To improve the quality of HR in serving the community, big data technology can be used optimally, one of which is opinion mining from social media (Jumadi, Maylawati, Subaeki, & Ridwan, 2016). Where data from social media and analyzed so as to get an analysis of community sentiment on the quality of service bureaucracy in Indonesia. Until January 2018, social media users in Indonesia reached 132.7 million out of a total population of 265.4 million (Laksana, 2018). This figure is relatively fantastic, where around 50% of Indonesia's population owns and becomes an active social media user, starting from Twitter, Facebook, Instagram, Youtube, and so on.

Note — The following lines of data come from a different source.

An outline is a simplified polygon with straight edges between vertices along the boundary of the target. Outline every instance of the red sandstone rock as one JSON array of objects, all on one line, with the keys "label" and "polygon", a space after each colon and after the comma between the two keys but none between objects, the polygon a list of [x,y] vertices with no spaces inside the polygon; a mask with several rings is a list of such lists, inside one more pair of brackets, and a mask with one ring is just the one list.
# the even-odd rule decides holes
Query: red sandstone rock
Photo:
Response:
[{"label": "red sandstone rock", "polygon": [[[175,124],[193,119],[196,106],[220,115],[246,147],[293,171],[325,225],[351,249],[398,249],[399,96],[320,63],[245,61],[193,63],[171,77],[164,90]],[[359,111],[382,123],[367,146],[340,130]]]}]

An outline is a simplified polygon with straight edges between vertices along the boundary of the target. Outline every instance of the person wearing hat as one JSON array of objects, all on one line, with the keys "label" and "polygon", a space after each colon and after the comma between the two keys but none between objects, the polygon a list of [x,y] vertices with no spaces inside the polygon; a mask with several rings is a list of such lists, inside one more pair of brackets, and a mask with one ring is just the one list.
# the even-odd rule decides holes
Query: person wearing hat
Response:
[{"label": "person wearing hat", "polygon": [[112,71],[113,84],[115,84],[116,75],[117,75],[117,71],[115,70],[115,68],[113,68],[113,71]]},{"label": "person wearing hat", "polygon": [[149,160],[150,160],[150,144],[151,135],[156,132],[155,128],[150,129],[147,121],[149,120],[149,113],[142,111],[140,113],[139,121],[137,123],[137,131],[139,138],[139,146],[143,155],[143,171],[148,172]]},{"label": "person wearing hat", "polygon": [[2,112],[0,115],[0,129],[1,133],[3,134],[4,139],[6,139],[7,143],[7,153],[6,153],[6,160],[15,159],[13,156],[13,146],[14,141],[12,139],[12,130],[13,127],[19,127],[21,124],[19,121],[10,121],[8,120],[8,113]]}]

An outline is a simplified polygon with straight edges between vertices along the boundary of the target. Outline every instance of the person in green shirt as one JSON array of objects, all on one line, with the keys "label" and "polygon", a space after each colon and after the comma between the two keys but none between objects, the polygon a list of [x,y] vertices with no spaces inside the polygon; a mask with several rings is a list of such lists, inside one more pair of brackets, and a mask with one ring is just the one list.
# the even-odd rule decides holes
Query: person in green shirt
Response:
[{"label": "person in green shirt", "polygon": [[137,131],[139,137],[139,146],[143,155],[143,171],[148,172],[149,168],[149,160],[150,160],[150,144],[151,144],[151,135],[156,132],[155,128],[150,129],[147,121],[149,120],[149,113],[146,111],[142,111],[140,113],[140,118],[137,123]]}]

The smartphone is the main choice (90%) that is used as a device to run social media applications. Based on survey results that described in Figure 1, YouTube is the most widely used social media reaching 43%, followed by Facebook 41%, WhatsApp 40%, Instagram 38%, Line 33%, BBM 28%, Twitter 27%, Google+ 25%, FB Messenger 24%, LinkedIn 16%, Skype 15%, and WeChat 14% (Haryanto, 2018). Social media users in Indonesia have a unique pattern, one of which is based on gender, men are more active using social media such as Facebook and Instagram than women for users in the age range of 18 to 24 years. Therefore, this article utilizes social media and big data technology to analyze people's sentiments and opinions about bureaucratic services in Indonesia.